Updated: Aug 7
No matter the season, no matter location, and no matter the weather - sunscreen is the must-have essential that has to be applied daily. Unfortunately, very often, sunscreen is an afterthought. We apply it after we arrived at the beach or a football game. Many of us do not realize how much damage the Sun has done until it is too late. Our skin turned the bright red color that later turns into a sad wrinkly version of itself, and the skin cells' DNA is permanently damaged.
We must take the application of a sunblock seriously. The daily routine needs to include sunscreen, just like it includes teeth brushing. The sunscreen must be applied daily, re-applied through the day, and used in combination with protective clothing to preserve and maintain our delicate skin.
What Is UV?
The Sun is a source of life, but it is also a source of harmful ultraviolet (UV) radiation. The UV radiation is not visible, and thus we often forget how dangerous it could be. But the UV rays damage our skin, causing premature aging, skin cancer, wrinkles, and dark spots.

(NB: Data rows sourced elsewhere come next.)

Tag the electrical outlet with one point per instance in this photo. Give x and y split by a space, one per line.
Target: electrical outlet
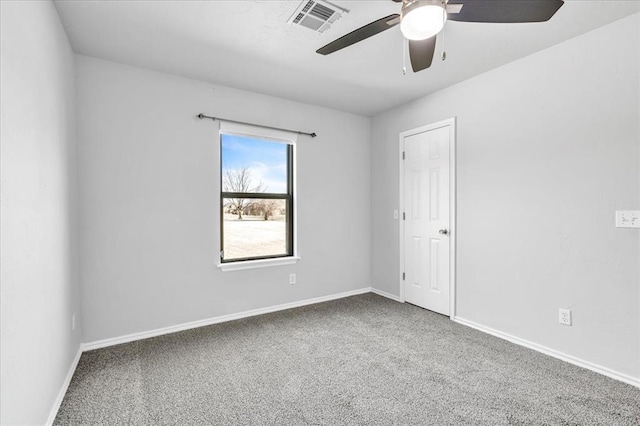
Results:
628 219
564 316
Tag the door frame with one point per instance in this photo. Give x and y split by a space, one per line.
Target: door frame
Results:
451 122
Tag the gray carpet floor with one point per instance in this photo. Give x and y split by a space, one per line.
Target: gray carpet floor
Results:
363 360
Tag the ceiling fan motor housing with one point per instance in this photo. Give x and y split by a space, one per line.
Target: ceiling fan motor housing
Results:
422 19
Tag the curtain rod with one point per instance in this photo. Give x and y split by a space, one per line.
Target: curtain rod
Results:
201 116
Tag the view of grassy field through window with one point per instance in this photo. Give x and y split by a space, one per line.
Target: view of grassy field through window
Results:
253 227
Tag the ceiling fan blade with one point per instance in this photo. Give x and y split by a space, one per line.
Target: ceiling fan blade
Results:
360 34
505 11
421 53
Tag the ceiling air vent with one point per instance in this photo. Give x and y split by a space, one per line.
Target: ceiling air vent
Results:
316 15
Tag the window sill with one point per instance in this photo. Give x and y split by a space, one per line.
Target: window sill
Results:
262 263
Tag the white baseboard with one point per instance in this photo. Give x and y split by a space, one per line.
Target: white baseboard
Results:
215 320
634 381
385 294
63 390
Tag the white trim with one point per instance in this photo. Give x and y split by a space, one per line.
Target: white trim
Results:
451 123
385 294
260 263
216 320
634 381
63 390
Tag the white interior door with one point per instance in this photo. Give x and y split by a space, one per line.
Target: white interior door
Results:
427 217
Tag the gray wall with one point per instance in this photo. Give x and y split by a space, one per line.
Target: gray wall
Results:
548 149
38 277
149 184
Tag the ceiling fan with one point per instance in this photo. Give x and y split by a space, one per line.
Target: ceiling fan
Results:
421 21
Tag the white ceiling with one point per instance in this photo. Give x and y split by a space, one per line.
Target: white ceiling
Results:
249 45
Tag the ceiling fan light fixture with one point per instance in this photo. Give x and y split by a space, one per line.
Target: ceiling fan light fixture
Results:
422 19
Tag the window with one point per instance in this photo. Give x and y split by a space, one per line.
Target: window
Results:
257 195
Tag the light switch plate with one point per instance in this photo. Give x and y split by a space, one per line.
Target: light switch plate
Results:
628 219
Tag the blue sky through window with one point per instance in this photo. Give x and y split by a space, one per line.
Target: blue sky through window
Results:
267 161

There are two types of UV radiation: UVA and UVB
Ultraviolet A (UVA) rays cause skin aging. UVA rays penetrate deep into our skin, creating wrinkles and dark spots. They also damage elastin and collagen in our skin.

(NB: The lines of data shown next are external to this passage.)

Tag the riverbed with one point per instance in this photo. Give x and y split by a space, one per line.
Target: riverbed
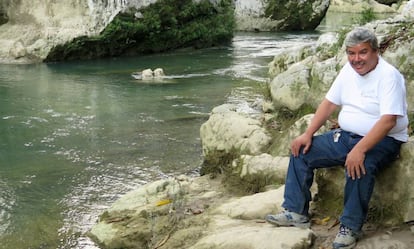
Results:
75 136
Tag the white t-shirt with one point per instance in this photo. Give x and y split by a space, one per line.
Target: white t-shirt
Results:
363 99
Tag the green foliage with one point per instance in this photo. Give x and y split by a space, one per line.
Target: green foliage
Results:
282 10
164 25
367 15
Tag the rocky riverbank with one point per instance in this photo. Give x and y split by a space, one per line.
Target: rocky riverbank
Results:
245 163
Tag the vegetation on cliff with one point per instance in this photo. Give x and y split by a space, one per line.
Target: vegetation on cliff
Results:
161 26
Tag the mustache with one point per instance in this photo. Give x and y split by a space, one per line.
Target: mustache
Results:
357 63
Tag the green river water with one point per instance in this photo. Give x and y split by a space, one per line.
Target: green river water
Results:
75 136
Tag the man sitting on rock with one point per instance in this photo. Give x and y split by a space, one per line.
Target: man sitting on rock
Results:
373 125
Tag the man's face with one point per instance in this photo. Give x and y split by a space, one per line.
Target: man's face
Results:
362 57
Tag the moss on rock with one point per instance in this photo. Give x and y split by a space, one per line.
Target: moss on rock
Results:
161 26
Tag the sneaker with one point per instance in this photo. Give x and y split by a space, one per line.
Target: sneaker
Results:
287 219
345 239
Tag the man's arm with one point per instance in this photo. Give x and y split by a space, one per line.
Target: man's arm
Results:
324 111
355 159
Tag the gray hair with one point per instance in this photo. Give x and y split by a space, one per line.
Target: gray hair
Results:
361 35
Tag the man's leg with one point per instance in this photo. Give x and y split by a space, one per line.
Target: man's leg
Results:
324 152
358 192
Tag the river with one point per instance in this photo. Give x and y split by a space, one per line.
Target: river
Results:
75 136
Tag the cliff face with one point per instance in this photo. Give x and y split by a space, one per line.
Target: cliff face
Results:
30 29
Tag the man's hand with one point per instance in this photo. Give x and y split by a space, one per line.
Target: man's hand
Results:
355 163
303 140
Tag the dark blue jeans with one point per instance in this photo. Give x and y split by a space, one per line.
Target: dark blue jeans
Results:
325 153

Ultraviolet B (UVB) rays could cause skin cancer. UVB rays do not penetrate as deeply, but they cause a DNA mutation in a cell that could lead to cancerous growth. Skin Cancer Foundation, All About Sunscreen.

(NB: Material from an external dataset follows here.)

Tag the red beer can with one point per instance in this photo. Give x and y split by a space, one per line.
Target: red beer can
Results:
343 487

How do UVB and UVA rays affect me?
UVB and UVA rays are both harmful to our skin and overall health, but they act slightly differently.
UVA rays are responsible for damaging the outmost skin layer. Remember the time when you forgot to apply sunscreen, and the next day, your skin turned bright red and then tan - this is the work of UVA rays.
UVB rays are responsible for different kinds of damage. Their shorter waves penetrate the skin and affect cell structure on a DNA level. A damaged cell with an altered DNA sequence could potentially become cancerous.
To protect yourself from UVB rays, you need to look at the SPF indicator marked on a sunscreen bottle. I would recommend sticking to SPF30 or SPF60.
To protect your skin from UVA rays, you need to locate a sunscreen labeled "broad-spectrum" protection. The broad spectrum lotion protects from both UVA and UVB rays.
The significant difference between UVB and UVA is that UVA rays' intensity stays the same throughout the year. Unlike UVB rays, UVA rays penetrate clouds and windows, making it essential to apply sunscreen even indoors or on a cloudy day.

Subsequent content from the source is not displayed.